12.02.2015

Das dunkle Herz der Milchstraße

Erstmals dunkle Materie auch im Zentrum unserer Galaxie nachgewiesen.

Die allgegenwärtige Präsenz der dunklen Materie im Universum ist heute ein zentraler Grundsatz der modernen Kosmologie und Astrophysik. In verschiedenen Galaxien wurde ihre Existenz seit den 1970er Jahren mit einer Reihe von Methoden belegt. Eine dieser Methoden ist die Messung der Drehgeschwindigkeit von Gas und Sternen. Wissenschaftler können so eine Galaxie „wiegen“ und ihre Gesamtmasse bestimmen. Auch in den äußeren Bereichen unserer eigenen Galaxie, die wir bei klarem Nachthimmel als „Milchstraße“ sehen können, wurden die Astronomen mit diese Methodik fündig. Doch im inneren Bereich unserer Galaxie war es bisher unmöglich, die Anwesenheit dunkler Materie sicher zu belegen.

Abb.: Blick Richtung Zentrum unserer Galaxie mit eingezeichneten Rotationsmarkierungen (Bild: S. Brunier / NASA)
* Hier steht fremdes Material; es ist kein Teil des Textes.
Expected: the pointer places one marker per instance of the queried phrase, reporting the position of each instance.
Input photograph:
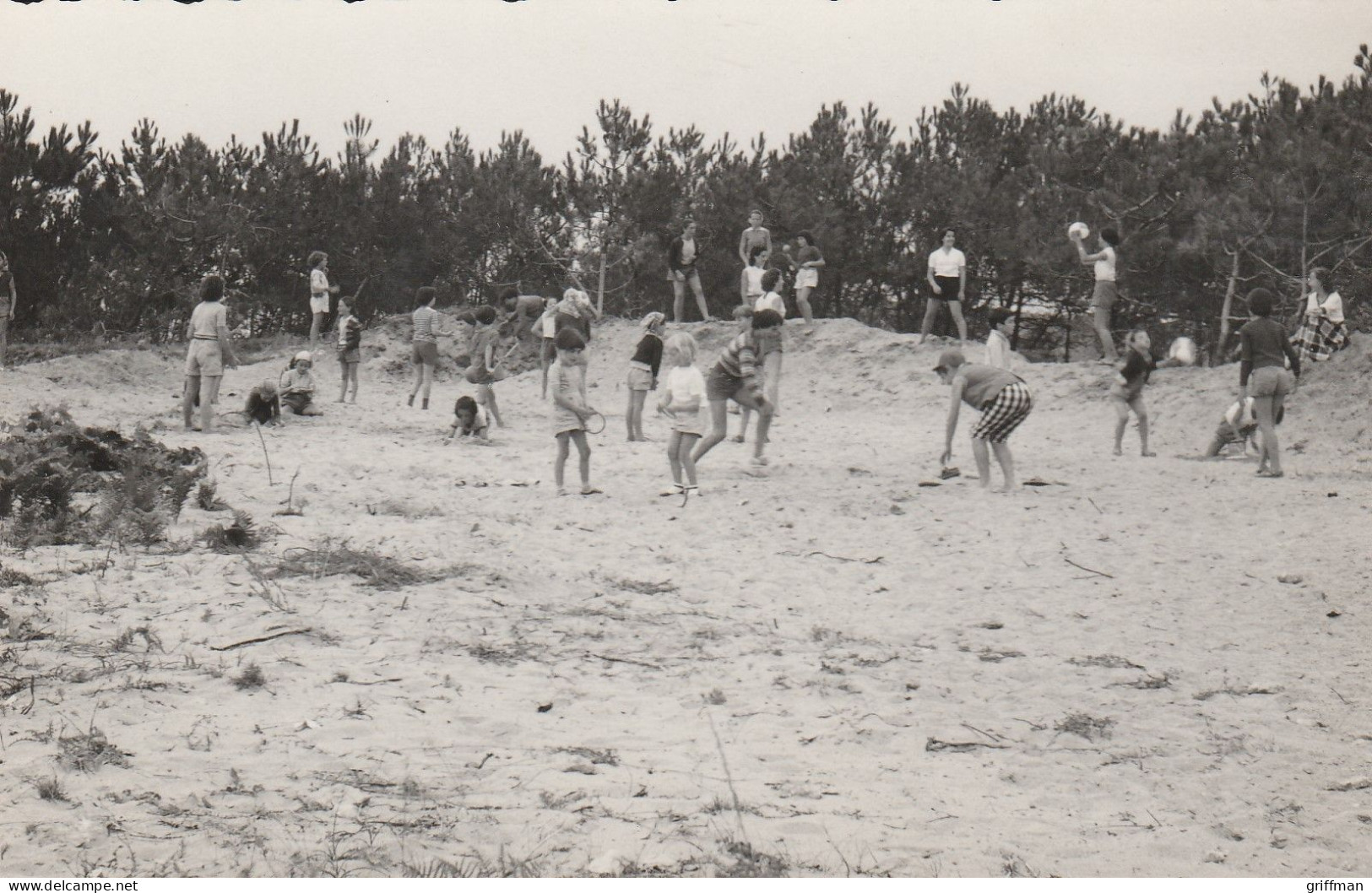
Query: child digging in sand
(1262, 344)
(571, 409)
(643, 372)
(469, 420)
(1003, 399)
(682, 394)
(350, 347)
Der Durchmesser unserer Galaxie beträgt etwa 100.000 Lichtjahre. Unser Sonnensystem ist etwa 26.000 Lichtjahre vom Zentrum der Milchstraße entfernt. Je näher man der Mitte kommt, desto schwieriger wird es, die Rotation des Gases und der Sterne mit der benötigten Genauigkeit zu messen.

Auf Basis der Messung von Sternenbewegungen haben nun Wissenschaftler der Technischen Universität München (TUM), der Universität Stockholm, der Freien Universität Madrid, des Internationalen Zentrums für Theoretische Physik des Südamerikanischen Instituts für Grundlagenforschung (ICTP-SAIFR) in São Paulo und der Universität Amsterdam erstmalig einen Beweis für die Anwesenheit dunkler Materie im Inneren der Milchstraße vorgelegt. Dunkle Materie existiert danach auch im Bereich unseres Sonnensystems und in unserer direkten kosmischen Nachbarschaft.
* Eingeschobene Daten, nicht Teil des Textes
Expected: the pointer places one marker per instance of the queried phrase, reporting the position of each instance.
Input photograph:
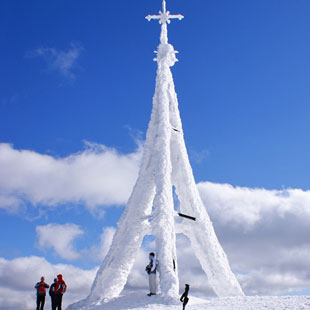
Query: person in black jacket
(184, 297)
(52, 294)
(41, 292)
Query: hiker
(60, 289)
(184, 297)
(52, 294)
(41, 292)
(151, 270)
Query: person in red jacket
(60, 289)
(41, 292)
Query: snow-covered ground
(138, 300)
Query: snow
(138, 300)
(151, 210)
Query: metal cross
(164, 15)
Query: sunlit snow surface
(139, 301)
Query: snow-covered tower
(150, 209)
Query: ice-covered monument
(150, 209)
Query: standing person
(52, 294)
(184, 297)
(151, 270)
(60, 289)
(41, 292)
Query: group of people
(151, 270)
(57, 289)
In einem ersten Schritt erstellten die Forscher die umfassendste Sammlung veröffentlichter Messungen der Bewegung von Gas und Sternen in der Milchstraße. Dann berechneten sie auf Basis aktuellster Forschungsergebnisse die Rotationsgeschwindigkeit, die die Milchstraße haben müsste, wenn sie nur aus sichtbarer Materie bestünde. Der Vergleich der gemessenen und der berechneten Geschwindigkeit zeigte eindeutig, dass hier die dunkle Materie einen entscheidenden Beitrag leistet.

„Wir konnten mit unserer Arbeit belegen, dass sich das Gas und die Sterne in unserer Galaxie ohne den Beitrag der dunklen Materie nicht mit den beobachteten Geschwindigkeiten drehen könnten“, sagt Miguel Pato, der die Analyse an der TU München durchführte. „Allerdings wissen wir immer noch nicht, aus was die dunkle Materie besteht.“

Auch für geringe Entfernung vom Zentrum der Milchstraße besitzen die Daten der Forschungsarbeit eine hohe Evidenz. Sie erschließen damit neue Wege zur Bestimmung der Verteilung dunkler Materie in unserer Galaxie. Zukünftige astronomische Beobachtungen könnten damit die Verteilung der dunklen Materie in unserer Galaxie mit bisher unerreichter Genauigkeit bestimmen.

„Damit können wir das Verständnis der Struktur und der Entwicklung unserer Galaxie wesentlich verbessern. Und es wird präzisere Vorhersagen für die vielen Experimente ermöglichen, die weltweit nach Teilchen der dunklen Materie suchen“, sagt Miguel Pato, der inzwischen zum Oskar-Klein-Zentrum für Astroteilchen-Physik an der Universität Stockholm gewechselt ist.